血液中のA型やB型に対する抗体は、IgMと呼ばれる免疫グロブリンというものです。IgMは生まれてから作られるため、新生児や生後6カ月程度までの乳児では、血清中に抗A抗体も抗B抗体もありません。したがってこの時期には、ABO型血液型を調べる上での「うら試験」ができません。おもて試験でも正確とは言えますが、おもて試験はできるもののダブルチェックができないため、生まれた時に調べた血液型が1歳になってから調べると変わってしまう可能性があります。子どもの血液型を調べてくださいと言われますが、1歳までの血液型測定は、輸血などの緊急時を除けば避けた方がいいでしょう。輸血時には、血液型以外に、輸血の血液が合うかどうか、マッチテストをします。輸血の血液と患者の血液を少量混ぜて、血が溶ける「溶血」や、血が固まる「凝固」が起きないかを輸血前にチェックします。
Rh式血液型……「Rhマイナス」とは?
上記のABO式血液型に加え、1940年にLandsteiner博士とWiener博士が、アカゲザル(Macacus rhesus)の赤血球に対する抗体がヒトの赤血球に反応することを発見しました。アカゲサルの英語名の一部から「Rh式血液型」と呼ばれています。Rh式血液型は第1染色体にあって、陽性か陰性しかありません。Rh式血液型が陽性の人は日本人では99.5%で、残り0.5%がRh式血液型が陰性です。Rh陰性の人に、Rh陽性の血液を輸血すると、血液の固まりができてしまう凝集が起きたり、赤血球が壊れてしまう溶血が起きたりします。そのため、血液型はABO型だけでなく、Rh式も検査する必要があります。血液型にはその他にもP式、MNSs式などがありますが、ABO型とRh式が重要です。
血液型による性格・相性占いに信憑性はあるのか
血液型占いや血液型による性格の傾向は、残念ながら医学的には根拠がありません。しかし根拠がないとはいえ、血液型による違いや傾向についての報告が多くあるのも事実です。例えば、O型の人は蚊に刺されやすいのですが、理由は不明です。害虫防除技術研究所の白井良和先生は、2004年のJournal of Medical Entomologyで蚊はO型の血液型を好むと報告しています。O型が83.3%でA型が46.5%でした。また、血液型によって、罹患率が異なる疾患があることも報告されています。そして、ヒトの性格は遺伝と環境で形成されます。
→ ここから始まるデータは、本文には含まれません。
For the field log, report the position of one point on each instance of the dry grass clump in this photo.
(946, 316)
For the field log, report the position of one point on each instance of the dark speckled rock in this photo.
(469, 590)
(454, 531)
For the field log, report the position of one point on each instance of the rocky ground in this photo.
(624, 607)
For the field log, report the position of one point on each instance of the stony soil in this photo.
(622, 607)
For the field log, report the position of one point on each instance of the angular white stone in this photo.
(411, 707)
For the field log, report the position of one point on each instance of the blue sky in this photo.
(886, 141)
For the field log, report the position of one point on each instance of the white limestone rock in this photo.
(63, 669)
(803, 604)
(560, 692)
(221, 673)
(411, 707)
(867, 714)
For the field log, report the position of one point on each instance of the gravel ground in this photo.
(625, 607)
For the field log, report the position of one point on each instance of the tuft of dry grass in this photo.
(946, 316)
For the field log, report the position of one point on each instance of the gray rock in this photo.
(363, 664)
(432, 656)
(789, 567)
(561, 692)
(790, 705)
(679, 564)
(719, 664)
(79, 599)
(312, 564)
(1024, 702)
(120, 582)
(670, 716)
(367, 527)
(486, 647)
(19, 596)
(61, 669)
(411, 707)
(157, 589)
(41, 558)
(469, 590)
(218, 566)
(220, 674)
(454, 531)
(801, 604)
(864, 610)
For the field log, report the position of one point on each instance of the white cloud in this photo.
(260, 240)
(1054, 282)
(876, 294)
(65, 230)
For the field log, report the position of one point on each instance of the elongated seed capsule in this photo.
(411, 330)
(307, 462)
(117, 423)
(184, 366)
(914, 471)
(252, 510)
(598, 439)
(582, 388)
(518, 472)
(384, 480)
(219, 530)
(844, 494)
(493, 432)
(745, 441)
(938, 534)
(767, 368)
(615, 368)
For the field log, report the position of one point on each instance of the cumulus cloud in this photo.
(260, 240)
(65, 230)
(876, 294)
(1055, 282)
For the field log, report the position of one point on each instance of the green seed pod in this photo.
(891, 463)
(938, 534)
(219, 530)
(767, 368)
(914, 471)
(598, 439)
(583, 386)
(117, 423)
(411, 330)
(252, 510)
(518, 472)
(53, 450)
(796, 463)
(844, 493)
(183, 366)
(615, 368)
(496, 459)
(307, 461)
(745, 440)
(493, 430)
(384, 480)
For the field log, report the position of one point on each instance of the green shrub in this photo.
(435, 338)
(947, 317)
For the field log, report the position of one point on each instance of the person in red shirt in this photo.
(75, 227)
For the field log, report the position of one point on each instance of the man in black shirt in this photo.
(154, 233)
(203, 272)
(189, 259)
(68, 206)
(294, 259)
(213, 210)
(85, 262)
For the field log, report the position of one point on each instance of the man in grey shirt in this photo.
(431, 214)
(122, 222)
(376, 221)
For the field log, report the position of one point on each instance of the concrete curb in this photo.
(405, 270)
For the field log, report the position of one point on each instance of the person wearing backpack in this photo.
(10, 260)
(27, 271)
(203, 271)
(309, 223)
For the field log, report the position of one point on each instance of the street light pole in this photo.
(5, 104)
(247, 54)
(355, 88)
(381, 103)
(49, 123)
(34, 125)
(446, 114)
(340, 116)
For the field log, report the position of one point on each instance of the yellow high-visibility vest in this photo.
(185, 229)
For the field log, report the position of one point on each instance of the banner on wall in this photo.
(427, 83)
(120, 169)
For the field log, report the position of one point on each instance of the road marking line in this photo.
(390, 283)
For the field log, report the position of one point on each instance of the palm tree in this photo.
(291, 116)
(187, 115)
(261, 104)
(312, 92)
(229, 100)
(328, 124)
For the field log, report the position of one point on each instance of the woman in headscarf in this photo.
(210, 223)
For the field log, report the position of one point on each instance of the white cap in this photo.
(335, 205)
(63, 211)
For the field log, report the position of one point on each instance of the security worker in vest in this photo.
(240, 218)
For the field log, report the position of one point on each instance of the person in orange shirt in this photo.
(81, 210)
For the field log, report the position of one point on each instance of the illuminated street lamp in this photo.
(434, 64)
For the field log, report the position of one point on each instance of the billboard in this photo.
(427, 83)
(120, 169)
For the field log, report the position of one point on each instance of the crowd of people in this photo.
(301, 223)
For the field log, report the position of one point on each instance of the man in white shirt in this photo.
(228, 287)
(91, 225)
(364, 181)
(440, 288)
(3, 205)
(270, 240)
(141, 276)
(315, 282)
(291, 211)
早期に血液型が判ると、「この子はA型だから神経質」と家族や周りが思い込んでしまい、そのような接し方や刷り込みをしてしまう可能性はあります。そのような環境で育つといわゆる「A型らしい性格」になる傾向があるのかもしれません。また、O型どうしの夫婦ならO型の子どもしか生まれないため、遺伝子的にも子はより親に似てくる傾向があります。したがってO型の性格は共通する部分があるのかもしれません。
血液型は遺伝するので、一部は性格に重要な遺伝子も遺伝するかもしれません。しかし、多くは親と同じような血液型が生まれる可能性が高いので、子は親に似ている。その意味では確かに遺伝するのかもしれません。
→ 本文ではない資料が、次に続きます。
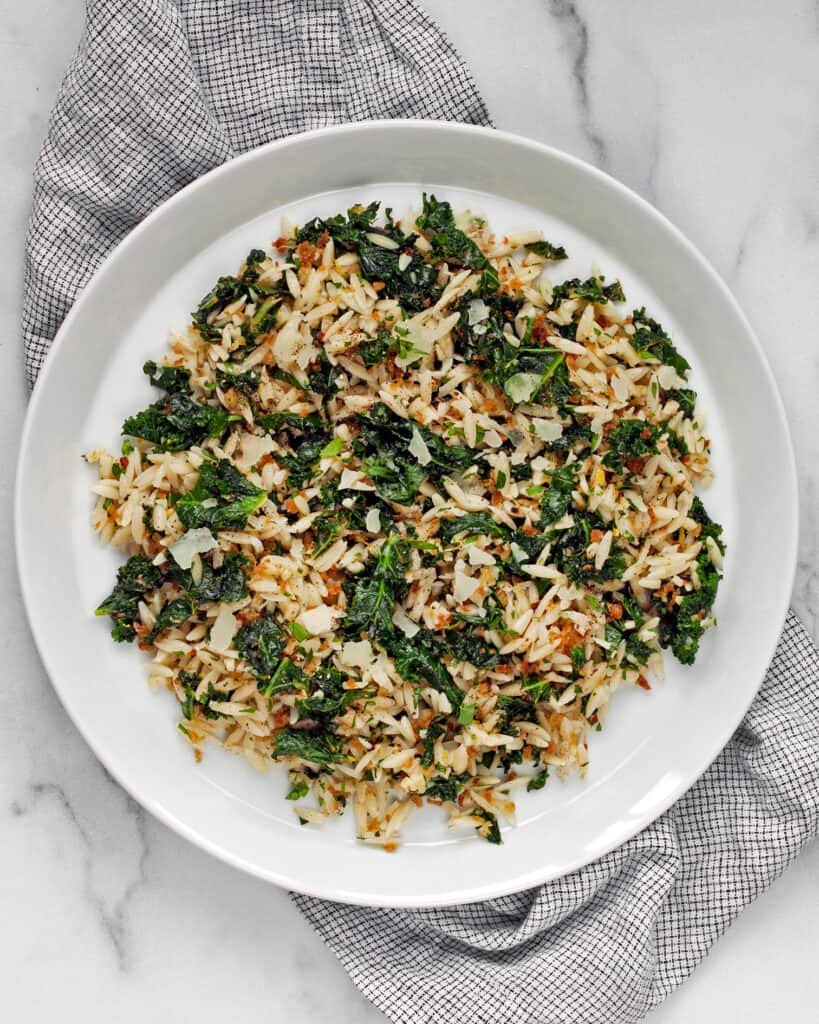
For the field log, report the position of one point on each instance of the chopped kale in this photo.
(376, 591)
(556, 500)
(436, 728)
(445, 788)
(418, 660)
(134, 580)
(305, 436)
(472, 524)
(321, 749)
(247, 383)
(172, 613)
(685, 398)
(537, 781)
(168, 378)
(448, 242)
(384, 441)
(592, 290)
(650, 339)
(466, 645)
(410, 280)
(328, 695)
(375, 350)
(222, 498)
(568, 551)
(547, 250)
(189, 683)
(631, 439)
(681, 622)
(261, 642)
(490, 830)
(177, 422)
同様に、占いには暗示効果もあります。10のうち1だけ思い当たることがあると、全体的に当たっているかのように感じます。血液型占いは、当たるも八卦、当たらぬも八卦、どう信じて、自分をいかに活かすかが大事です。
血液型についての世の中で一般にいわれていることを、人に対して思い込み、性格や人格を判断し、人に不快な思いをさせることを、「ブラッドタイプ・ハラスメント」といいます。相手が不快に思えば、ハラスメント(嫌がらせ)になってしまいますので、注意が必要かもしれません。
ともあれ、血液型は酸素を運ぶために必要な赤血球の型で、貧血や出血で輸血を必要とするときには、赤血球の型を合わせないといけませんので、重要です。